O Que os Filhos de Iemanjá Gostam e Como Vivem

Os filhos de Iemanjá, entidade maiormente ligada às águas e à maternidade na tradição afro-brasileira, costumam refletir em sua personalidade a doçura e a força de sua orixá. Geralmente, buscam viver em ambientes aconchegantes, repletos de beleza e harmonia. Mesmo quando não dispõem de recursos para grandes luxos, há sempre um toque de sofisticação no modo como organizam seus espaços — uma flor, um pano bem dobrado, um aroma suave espalhado pelo lar.

Essas pessoas são profundamente sensíveis e compassivas. Sentem no coração o peso das dores alheias e raramente conseguem ficar indiferentes ao sofrimento de quem as cerca. A empatia é uma marca forte: eles ajudam o vizinho, escutam o amigo em crise, oferecem colo sem pedir nada em troca. Por vezes, acabam se envolvendo demais nos problemas dos outros, especialmente daqueles por quem sentem carinho, o que pode gerar desgaste emocional.

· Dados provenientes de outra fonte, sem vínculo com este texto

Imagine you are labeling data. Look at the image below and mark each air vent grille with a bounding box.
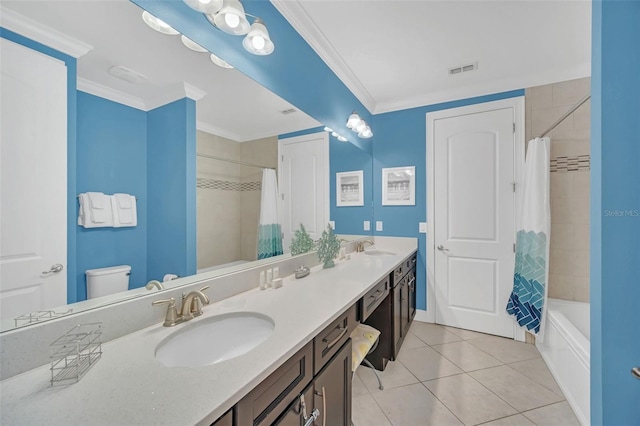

Também é comum que tenham uma ligação especial com o mar, com a cor azul e com objetos que remetem à água — como espelhos e vidros transparentes. Na alimentação, há restrições importantes ligadas à religião: os filhos de Iemanjá evitam certos alimentos como o azeite de dendê, o camarão e o mel, dependendo da orientação espiritual que seguem. São detalhes que fazem parte de um cuidado maior com o equilíbrio entre corpo, alma e fé.

Ser filho de Iemanjá é, acima de tudo, carregar um amor inquieto pelo próximo — um amor que acolhe, que protege, que flui como o mar em direção à areia, sempre presente, sempre sereno.